Wednesday, August 8, 2018

We were discussing the cloud-first strategy for newer workloads as well as migrating older workloads to Object Storage.  We did not mention any facilitators of workload migrations but there are many tools out there that help with the migration.  We use the IO capture and playbook tools to study the workload profiling. This we can perform in a lab environment or in production as permitted. In addition, there are virtualizers that take a single instance of an application or service and enable it to be migrated without any concern for the underlying storage infrastructure.

It is these kinds of tools we make note of today. These tools provide what is termed as "smart availability" by enabling dynamic movements of workloads between physical, virtual and cloud infrastructure. This is an automation of all the tasks required to migrate a workload.  Even the connection string can be retained when moving the workload so long as the network name can be reassigned between servers. What this automation doesn't do is perform storage and OS level data replication because the source and destination is something the users may want to specify themselves and is beyond what is needed for migrating the workloads. Containers and shared volumes come close to providing this kind of ease but they do not automate all the tasks needed on the container to perform seamless migration regardless of the compute. Also, it makes no distinction between Linux containers and docker containers.  These tools are often used for high availability and for separating the read only data access to be performed from the cloud.

It should be noted that the application virtualization does not depend on the hypervisor layer. There are ways to do it but it is not required.  In fact, the host can be just about any compute as long as the migration is seamless which means it can be on-premise or in the cloud. There is generally a one to one requirement for the app to have a host.  One application to many hosts seamless execution is excluded unless they are running in serverless mode.  Even so, different functions may be executed one on one over a spun-up host. The host is not taken to be a cluster without some automation of which nodes execute the serverless functions.  An application that is virtualized this way is agnostic of the host. This is therefore an extension of server virtualization but with the added benefits of fine-grained control.

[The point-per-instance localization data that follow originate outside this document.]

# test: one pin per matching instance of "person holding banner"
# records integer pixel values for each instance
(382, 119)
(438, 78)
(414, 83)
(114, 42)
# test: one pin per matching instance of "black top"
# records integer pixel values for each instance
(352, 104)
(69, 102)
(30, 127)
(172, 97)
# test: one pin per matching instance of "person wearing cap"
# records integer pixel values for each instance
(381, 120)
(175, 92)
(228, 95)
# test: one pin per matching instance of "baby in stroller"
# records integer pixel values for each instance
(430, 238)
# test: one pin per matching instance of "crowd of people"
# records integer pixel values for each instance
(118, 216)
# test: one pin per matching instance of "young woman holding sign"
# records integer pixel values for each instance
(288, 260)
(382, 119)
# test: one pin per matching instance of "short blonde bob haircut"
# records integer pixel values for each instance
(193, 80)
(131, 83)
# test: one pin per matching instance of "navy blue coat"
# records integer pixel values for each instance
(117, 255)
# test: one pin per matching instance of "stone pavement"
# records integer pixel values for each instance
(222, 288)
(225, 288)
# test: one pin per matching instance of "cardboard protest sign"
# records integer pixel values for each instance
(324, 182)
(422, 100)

We noted that workload patterns can change over time. There may be certain seasons where the peak load may occur annually.  Planning for the day to day load as well as the peak load therefore becomes important.  Workload profiling can be repeated year round so that the average and the maximum are known for effective planning and estimation.
Storage systems planners know their workload profiles. While deployers view applications, services and access control, storage planners see workload profiles and make their recommendations based exclusively on the IO, costs and performance.  In the object storage world, we have the luxury of comparision with file-systems. In a file-system, we have several layers each contributing to the overall I/O of data. On the other hand, a bucket is independent of the filesystem. As long as it is filesystem enabled, users can get the convenience of a file system as well as the object storage. Moreover, the user account accessing the bucket can also be setup. Only the IT can help determine the correct strategy for the workload because they can profile the workload.